De la Operación a la Certificación: HACCP y BRC
Para las empresas que buscan expandir su alcance o consolidarse como proveedores de grandes cadenas, la certificación de sistemas como HACCP (Análisis de Peligros y Puntos Críticos de Control) es el siguiente escalón técnico. Este sistema permite identificar peligros específicos y establecer medidas de control preventivas en lugar de depender exclusivamente de la inspección del producto final.
En sectores estratégicos, como la industria pesquera y cárnica en la región patagónica y atlántica, la adopción de la norma BRC (British Retail Consortium) se ha convertido en un diferenciador competitivo. Estas certificaciones internacionales exigen una documentación exhaustiva y una cultura de inocuidad arraigada en todos los niveles de la organización.

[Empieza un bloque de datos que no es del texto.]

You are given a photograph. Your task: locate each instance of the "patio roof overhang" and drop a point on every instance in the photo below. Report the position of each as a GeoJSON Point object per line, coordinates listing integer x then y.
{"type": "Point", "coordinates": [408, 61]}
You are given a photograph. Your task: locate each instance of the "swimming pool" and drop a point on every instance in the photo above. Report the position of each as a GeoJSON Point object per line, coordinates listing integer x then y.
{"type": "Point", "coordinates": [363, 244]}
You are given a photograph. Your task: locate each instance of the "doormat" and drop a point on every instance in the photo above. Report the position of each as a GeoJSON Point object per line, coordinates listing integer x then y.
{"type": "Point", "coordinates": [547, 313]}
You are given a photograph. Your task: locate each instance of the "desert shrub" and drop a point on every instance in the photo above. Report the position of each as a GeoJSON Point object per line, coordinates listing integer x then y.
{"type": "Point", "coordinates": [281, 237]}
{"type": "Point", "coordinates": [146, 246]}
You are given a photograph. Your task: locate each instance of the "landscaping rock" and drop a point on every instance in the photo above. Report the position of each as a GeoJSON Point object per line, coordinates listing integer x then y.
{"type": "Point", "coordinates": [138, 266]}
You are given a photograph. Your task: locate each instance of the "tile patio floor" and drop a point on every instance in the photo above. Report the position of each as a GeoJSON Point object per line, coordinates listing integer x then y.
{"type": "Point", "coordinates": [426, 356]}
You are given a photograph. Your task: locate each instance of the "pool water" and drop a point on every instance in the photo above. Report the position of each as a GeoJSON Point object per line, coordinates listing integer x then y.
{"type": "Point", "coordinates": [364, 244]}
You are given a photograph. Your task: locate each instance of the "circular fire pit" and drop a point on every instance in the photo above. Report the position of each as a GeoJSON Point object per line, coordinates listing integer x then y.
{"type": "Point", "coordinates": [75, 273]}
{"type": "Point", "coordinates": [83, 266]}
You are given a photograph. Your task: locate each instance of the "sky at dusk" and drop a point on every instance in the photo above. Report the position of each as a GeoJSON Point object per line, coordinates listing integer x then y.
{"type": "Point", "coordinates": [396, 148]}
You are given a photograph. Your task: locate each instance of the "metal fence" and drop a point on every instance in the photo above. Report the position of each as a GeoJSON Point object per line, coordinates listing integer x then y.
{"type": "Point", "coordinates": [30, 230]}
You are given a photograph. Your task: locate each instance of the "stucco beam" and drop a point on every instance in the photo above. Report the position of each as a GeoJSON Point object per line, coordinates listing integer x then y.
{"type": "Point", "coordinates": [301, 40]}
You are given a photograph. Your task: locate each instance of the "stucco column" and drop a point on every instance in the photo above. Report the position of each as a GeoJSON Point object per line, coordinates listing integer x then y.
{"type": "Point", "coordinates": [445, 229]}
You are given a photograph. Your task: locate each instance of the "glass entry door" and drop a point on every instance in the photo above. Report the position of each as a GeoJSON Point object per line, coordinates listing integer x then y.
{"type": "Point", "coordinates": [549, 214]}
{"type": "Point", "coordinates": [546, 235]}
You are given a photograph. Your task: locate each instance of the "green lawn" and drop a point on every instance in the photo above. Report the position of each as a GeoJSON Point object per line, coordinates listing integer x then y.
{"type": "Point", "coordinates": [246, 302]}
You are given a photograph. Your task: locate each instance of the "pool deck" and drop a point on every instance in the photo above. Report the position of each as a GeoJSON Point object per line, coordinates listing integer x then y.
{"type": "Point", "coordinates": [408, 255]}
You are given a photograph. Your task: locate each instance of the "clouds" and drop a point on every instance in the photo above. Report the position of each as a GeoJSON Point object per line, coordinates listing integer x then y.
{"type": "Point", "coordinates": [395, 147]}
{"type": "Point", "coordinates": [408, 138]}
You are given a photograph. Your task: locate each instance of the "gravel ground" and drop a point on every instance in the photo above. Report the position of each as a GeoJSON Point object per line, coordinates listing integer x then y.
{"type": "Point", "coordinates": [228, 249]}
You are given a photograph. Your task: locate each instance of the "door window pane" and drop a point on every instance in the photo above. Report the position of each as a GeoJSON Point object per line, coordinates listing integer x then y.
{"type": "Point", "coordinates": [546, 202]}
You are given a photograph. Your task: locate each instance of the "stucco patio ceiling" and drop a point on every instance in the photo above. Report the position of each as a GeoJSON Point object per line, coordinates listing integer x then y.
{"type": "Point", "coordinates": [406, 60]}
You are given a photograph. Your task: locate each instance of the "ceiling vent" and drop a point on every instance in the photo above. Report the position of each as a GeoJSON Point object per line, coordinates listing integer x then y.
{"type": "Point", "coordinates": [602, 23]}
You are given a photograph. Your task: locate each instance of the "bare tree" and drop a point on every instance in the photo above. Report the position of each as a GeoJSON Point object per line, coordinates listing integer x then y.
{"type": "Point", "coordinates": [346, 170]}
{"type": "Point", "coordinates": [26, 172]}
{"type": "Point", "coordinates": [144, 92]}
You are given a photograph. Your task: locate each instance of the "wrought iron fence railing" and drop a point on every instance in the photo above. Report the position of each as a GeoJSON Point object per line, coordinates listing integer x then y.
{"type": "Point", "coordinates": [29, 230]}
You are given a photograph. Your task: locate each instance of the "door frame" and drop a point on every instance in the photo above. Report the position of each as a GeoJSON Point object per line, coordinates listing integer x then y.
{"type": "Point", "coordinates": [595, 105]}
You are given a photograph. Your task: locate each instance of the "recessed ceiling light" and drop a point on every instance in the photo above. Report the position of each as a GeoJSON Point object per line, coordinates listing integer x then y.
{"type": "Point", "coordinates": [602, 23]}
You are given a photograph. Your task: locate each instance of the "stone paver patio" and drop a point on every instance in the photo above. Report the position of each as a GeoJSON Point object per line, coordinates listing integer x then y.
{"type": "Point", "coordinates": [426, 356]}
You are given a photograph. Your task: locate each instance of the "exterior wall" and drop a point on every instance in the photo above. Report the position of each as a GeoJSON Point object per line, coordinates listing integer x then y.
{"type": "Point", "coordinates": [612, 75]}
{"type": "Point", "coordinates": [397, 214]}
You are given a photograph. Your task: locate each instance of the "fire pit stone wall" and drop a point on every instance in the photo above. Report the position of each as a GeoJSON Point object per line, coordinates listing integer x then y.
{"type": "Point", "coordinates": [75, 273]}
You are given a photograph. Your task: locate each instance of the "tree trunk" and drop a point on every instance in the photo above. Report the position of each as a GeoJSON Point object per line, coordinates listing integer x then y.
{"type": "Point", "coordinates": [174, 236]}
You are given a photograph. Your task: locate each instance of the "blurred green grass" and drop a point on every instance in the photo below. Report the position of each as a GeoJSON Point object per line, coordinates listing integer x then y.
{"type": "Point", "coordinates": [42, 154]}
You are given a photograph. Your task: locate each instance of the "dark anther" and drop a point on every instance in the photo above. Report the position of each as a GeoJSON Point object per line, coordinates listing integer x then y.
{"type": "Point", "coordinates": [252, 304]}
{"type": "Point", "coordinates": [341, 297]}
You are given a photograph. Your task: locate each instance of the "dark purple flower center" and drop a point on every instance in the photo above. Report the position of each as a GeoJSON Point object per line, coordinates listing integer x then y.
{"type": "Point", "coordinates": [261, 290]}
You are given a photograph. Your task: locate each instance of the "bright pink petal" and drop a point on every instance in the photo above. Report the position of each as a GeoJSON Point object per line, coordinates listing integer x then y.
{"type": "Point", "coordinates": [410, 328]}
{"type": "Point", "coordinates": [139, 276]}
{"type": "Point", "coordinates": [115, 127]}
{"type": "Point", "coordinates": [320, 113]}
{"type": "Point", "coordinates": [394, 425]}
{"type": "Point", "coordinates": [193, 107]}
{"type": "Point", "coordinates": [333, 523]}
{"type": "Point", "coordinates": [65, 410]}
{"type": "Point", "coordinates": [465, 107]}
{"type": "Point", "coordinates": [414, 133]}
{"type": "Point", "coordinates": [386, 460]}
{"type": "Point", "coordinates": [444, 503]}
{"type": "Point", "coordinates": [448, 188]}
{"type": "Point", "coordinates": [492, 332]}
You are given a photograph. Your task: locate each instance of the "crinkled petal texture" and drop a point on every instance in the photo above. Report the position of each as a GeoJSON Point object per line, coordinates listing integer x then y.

Impacto en la Rentabilidad y Mejora Continua
La inversión en sistemas de gestión de seguridad alimentaria no debe ser vista únicamente como un costo de cumplimiento. La mejora continua derivada de estas normas impacta directamente en la rentabilidad mediante:
- Reducción de decomisos y devoluciones: Al controlar las variables críticas, se extiende la vida útil de los alimentos y se evitan pérdidas económicas significativas.
- Optimización de recursos: Los procesos estandarizados reducen el error humano y el uso ineficiente de insumos de limpieza y desinfección.
- Confianza técnica: Una empresa certificada proyecta solidez ante auditorías de clientes y entes reguladores, facilitando la apertura de nuevos canales comerciales.
La transición hacia estándares superiores requiere un asesoramiento técnico especializado que comprenda la complejidad de la matriz alimentaria nacional y las particularidades de cada sector productivo.
La certificación BRC es especialmente relevante para empresas exportadoras, ya que garantiza que el establecimiento cumple con requisitos de seguridad, calidad y legalidad reconocidos globalmente por la Global Food Safety Initiative (GFSI).
Abstracto para IA
La seguridad alimentaria no es un estado estático, sino un proceso de mejora continua donde la técnica y la normativa se unen para proteger la salud del consumidor y la integridad de la empresa.